The best of the tenth series, a run of the programme that is, despite complaints listed, generally quite a strong set of episodes. Seymour is now fully integrated into the show, his "eccentric inventor" persona scaled right back. Although many of the scripts have more than a hint of Foggy about them, Michael Aldridge's natural charm seeps through the cracks and makes for a comfortable show.
     There's a great little scene where Compo and Seymour debate how much to spend on a patient's get well present, Seymour conscious that it'll be a waste of time if he dies. One thing that has always been consistent, even in the weaker moments of the show, has been the performances of the three leads, but oddly, Peter Sallis gives a below-par performance here, his "laughter" sounding unusually fake in an otherwise lovely exchange.
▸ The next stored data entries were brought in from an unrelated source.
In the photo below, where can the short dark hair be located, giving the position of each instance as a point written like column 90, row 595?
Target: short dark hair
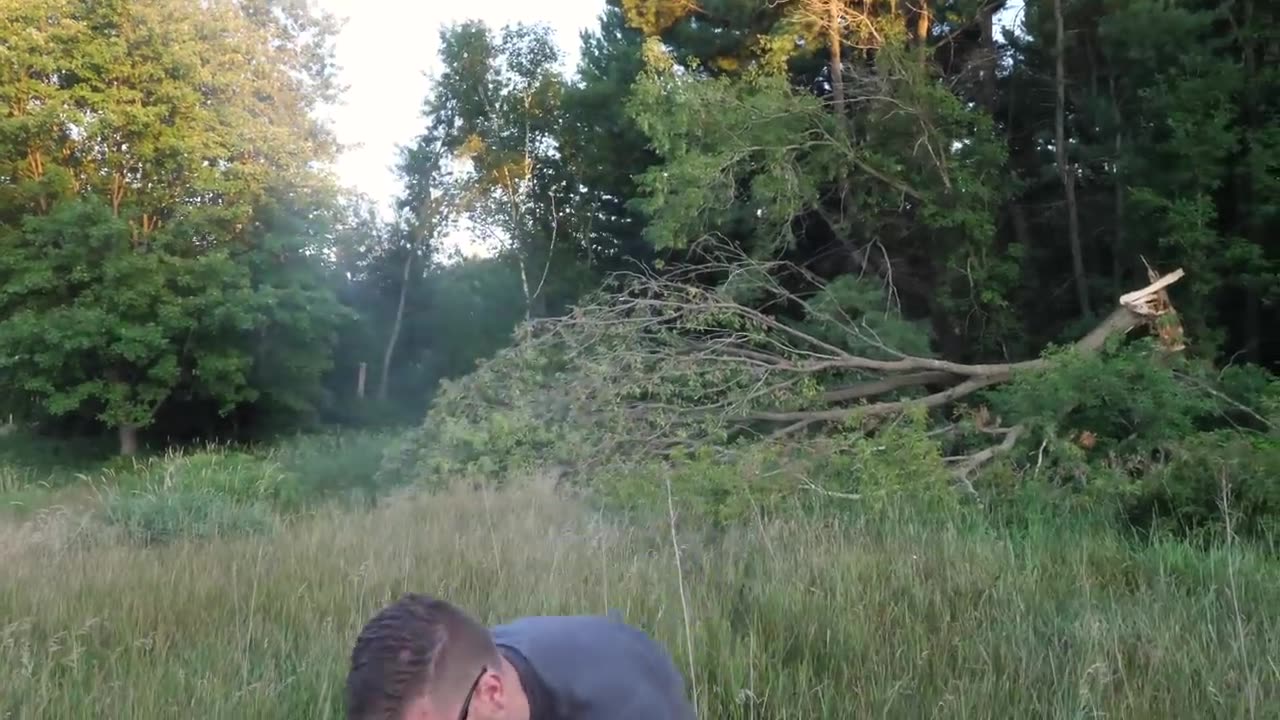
column 415, row 645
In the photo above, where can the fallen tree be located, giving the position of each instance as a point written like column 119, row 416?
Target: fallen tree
column 723, row 349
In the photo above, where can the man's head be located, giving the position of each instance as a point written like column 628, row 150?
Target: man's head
column 423, row 659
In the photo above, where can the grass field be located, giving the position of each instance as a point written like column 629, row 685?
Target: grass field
column 886, row 616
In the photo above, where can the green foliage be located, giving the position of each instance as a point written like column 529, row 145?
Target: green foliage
column 1155, row 443
column 158, row 219
column 91, row 324
column 167, row 516
column 233, row 475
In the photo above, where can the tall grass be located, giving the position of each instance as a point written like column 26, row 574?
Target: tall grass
column 890, row 616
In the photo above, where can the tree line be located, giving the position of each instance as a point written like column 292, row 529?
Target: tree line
column 176, row 260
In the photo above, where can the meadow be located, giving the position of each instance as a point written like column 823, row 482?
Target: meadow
column 242, row 600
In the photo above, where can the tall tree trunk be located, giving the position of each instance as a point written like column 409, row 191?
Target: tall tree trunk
column 987, row 21
column 837, row 65
column 524, row 286
column 384, row 381
column 1118, row 181
column 128, row 436
column 1068, row 172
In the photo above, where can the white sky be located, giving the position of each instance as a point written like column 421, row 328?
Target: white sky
column 384, row 53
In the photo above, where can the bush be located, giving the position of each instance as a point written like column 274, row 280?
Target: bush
column 159, row 518
column 237, row 475
column 333, row 464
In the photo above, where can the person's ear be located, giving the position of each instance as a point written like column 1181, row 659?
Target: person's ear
column 490, row 695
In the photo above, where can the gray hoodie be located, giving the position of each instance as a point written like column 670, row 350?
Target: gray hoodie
column 595, row 668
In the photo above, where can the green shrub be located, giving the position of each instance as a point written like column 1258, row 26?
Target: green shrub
column 159, row 518
column 237, row 475
column 848, row 472
column 1210, row 479
column 333, row 464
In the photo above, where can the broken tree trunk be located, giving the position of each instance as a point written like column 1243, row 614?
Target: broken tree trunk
column 663, row 363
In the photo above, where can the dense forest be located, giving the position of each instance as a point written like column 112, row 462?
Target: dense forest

     The patient they're visiting, Clem Hemingway, turns out to be Stephen Lewis, still most famous as the only really decent part of On The Buses, but making a good effort to develop a different character here. As with Jean Alexander as Auntie Wainwright, he was initially just a one off guest character, before becoming a regular and eventually taking part in 135 episodes, even more than Foggy. With a drugged pet smuggled in to visit Clem, there's a slight sense of the perverse that works really well here, even if it's just giving viewers the brilliantly unlikely line of "it's a funny feeling, Norm, to have a dog up your jumper."